Formally Specifying a Package Manager

This post was commissioned by Graham Christensen as part of the Great Slate fundraiser. Thank you!

I wanted to help out the Great Slate fundraiser and donated two technical essays of the purchaser’s choice. Graham bought one and asked for

Something that has to do with Nix or NixOS

This was a bit of a challenge, given that I didn’t even know what Nix was. I had never used it and still haven’t, nor can I use it for the near future, because my only computer right now is a Windows box.¹ Fortunately, “something” has a lot of leeway and I quickly found a topic I could write about. Nix claims it’s a “fully-functional” package manager. What does that actually mean? Buckle up everyone, it’s time for some formal methods. We’re going to specify a bunch of theoeretical package managers and show what benefits (and possibly drawbacks) a “fully-functional” package manager has.

Readers of this blog will know my spec langs of choice are TLA+, which excels for temporal systems, and Alloy, which is excels for relational data. This kind of straddles both domains, so neither immediately seems the right choice. In the end, I went with Alloy because

Better visualizations
The Alloy 5 Beta just came out
I spend all my time with TLA+ anyway and need a break

Okay, let’s begin. You can download Alloy here if you want to follow along. If this is your first experience with Alloy, I’d recommend reading my introduction first, since it explains all of the terms I’m using here.

A Naive Package Manager

We’ll start with the following assumptions:

All packages are divided into two types: Programs are packages we try to install. Requirements are packages that a program requires. Requirements don’t require anything.
All packages may or may not have an upgrade. Upgrades are linear and acyclic: at most one thing upgrades to any program, a program can’t eventually upgrade into itself, etc. Upgrading cannot change a requirement into a package or vice versa. The set of all programs in a given list of upgrades is called the program version.
There’s no horrible cycle nonsense: a program can’t require something and its upgrade, require its own upgrade, etc. Most of these are implicit in the prior two assumptions, but if we loosen them, this one should still hold.

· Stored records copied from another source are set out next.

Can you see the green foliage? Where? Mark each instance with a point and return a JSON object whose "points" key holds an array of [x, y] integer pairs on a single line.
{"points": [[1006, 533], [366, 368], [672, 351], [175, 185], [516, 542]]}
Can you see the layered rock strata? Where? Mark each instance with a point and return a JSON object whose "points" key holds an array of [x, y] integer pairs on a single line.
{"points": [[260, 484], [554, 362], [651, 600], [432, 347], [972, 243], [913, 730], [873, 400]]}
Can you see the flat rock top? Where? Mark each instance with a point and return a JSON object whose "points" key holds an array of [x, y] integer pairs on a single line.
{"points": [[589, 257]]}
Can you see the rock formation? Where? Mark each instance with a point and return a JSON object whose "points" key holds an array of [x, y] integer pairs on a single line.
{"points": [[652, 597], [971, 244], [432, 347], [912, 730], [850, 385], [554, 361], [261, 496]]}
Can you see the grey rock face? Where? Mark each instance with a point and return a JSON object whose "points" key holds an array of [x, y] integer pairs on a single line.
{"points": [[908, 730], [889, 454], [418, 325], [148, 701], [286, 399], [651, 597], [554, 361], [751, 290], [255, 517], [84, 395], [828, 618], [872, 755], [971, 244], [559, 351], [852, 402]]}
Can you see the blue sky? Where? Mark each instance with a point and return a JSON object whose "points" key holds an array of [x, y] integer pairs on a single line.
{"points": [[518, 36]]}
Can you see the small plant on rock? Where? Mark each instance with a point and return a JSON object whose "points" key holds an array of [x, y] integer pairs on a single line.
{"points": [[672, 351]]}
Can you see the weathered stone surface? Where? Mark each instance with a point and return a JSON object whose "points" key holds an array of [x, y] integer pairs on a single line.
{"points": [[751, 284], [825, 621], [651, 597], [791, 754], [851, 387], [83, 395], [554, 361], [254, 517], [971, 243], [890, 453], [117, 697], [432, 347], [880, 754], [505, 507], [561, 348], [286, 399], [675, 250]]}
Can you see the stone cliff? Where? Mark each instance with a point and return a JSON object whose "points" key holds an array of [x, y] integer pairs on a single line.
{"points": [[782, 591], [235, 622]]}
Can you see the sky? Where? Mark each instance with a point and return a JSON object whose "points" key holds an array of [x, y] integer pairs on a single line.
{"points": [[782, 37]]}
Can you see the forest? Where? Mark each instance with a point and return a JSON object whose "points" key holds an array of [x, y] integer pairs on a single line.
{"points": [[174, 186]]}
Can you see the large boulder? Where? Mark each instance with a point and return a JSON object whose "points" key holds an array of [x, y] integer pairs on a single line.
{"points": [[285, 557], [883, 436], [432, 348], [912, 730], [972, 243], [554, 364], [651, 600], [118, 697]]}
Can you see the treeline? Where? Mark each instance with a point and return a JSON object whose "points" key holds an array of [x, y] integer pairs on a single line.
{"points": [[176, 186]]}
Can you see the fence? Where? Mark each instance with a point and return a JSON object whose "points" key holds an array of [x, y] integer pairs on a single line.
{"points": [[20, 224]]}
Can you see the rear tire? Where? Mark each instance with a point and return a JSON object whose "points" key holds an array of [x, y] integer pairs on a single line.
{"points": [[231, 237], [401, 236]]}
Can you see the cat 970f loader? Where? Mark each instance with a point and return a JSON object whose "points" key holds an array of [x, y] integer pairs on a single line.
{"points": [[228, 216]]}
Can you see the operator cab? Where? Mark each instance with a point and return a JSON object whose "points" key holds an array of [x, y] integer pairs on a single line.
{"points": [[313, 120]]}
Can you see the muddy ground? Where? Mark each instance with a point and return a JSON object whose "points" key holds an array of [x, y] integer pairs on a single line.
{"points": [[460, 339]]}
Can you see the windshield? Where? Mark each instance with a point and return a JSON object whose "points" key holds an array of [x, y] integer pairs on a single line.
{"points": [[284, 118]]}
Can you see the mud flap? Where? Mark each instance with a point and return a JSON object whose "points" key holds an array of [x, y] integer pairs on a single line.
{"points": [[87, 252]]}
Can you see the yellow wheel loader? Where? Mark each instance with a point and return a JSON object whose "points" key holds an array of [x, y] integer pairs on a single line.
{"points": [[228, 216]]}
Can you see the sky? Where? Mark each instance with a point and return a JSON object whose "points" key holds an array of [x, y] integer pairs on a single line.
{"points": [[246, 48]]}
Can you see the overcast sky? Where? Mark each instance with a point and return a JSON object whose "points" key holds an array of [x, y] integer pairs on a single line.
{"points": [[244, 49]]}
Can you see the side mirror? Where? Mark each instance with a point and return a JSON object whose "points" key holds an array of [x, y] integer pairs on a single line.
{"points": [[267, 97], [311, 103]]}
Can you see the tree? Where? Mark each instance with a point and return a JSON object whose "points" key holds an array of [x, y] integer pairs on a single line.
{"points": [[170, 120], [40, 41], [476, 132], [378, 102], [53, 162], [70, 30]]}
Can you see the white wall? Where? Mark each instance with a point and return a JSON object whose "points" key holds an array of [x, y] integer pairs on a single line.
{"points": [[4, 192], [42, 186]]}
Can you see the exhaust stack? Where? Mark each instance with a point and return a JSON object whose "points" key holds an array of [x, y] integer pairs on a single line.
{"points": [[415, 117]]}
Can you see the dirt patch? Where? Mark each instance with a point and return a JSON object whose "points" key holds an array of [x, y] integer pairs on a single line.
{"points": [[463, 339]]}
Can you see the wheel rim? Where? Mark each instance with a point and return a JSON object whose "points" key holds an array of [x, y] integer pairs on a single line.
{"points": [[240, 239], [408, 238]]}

All of these assumptions may not be valid in practice, and if they aren’t, the validity of the spec doesn’t hold. However, it is still useful for exploring less pathological cases, and a more comprehensive model may not be as informative to laypeople like me.² Let’s get them represented:

open util/ordering[Time]
sig Time {}

abstract sig Package {
  requires: set Requirement,
  installed: set Time,
  upgrade: lone Package
} {
  lone @upgrade.this
  no requires & requires.^@upgrade
}

sig Program extends Package {} { upgrade in Program }
sig Requirement extends Package {} { 
  no requires 
  upgrade in Requirement
}

fun other_versions: Package -> set Package {
  ^upgrade + ^~upgrade
}

fun versions: Package -> set Package {
  other_versions + (Program <: iden)
}

fact NoCycleNonsense {
  all p: Package | p not in p.other_versions
  no (^requires + ^~requires) & versions
}

Time will be our trace. Package has two facts on it: at most one thing upgrades to it, and it can’t require its own upgrade. @ is a workaround to avoid expansion in signature, since otherwise Alloy will replace upgrade with this.upgrade. The functions just give us versions as a niladic relation instead of a monadic function. And we enforce the cycle restrictions as facts, so they cannot occur in any solutions.

For the naive package manager, we’ll say it works as follows:

It can only get one package in a single step.
For a given step, it picks a package that’s not on the system. It attempts to install or update to that package by:
1. If there are any missing requirements, either update or install them. This may take several steps.
2. If there is no version of that package installed, install the package.
3. If there is a prevision version of the package installed, “upgrade” by removing the old package and installing the new one.

This means that if a package has two requirements, we can get it in three steps: install requirement A, install requirement B, install package. Our rules also mean you can only have one version of package at a time. Some of you are already cringing. Everybody else is going to see why this is a bad idea soon enough.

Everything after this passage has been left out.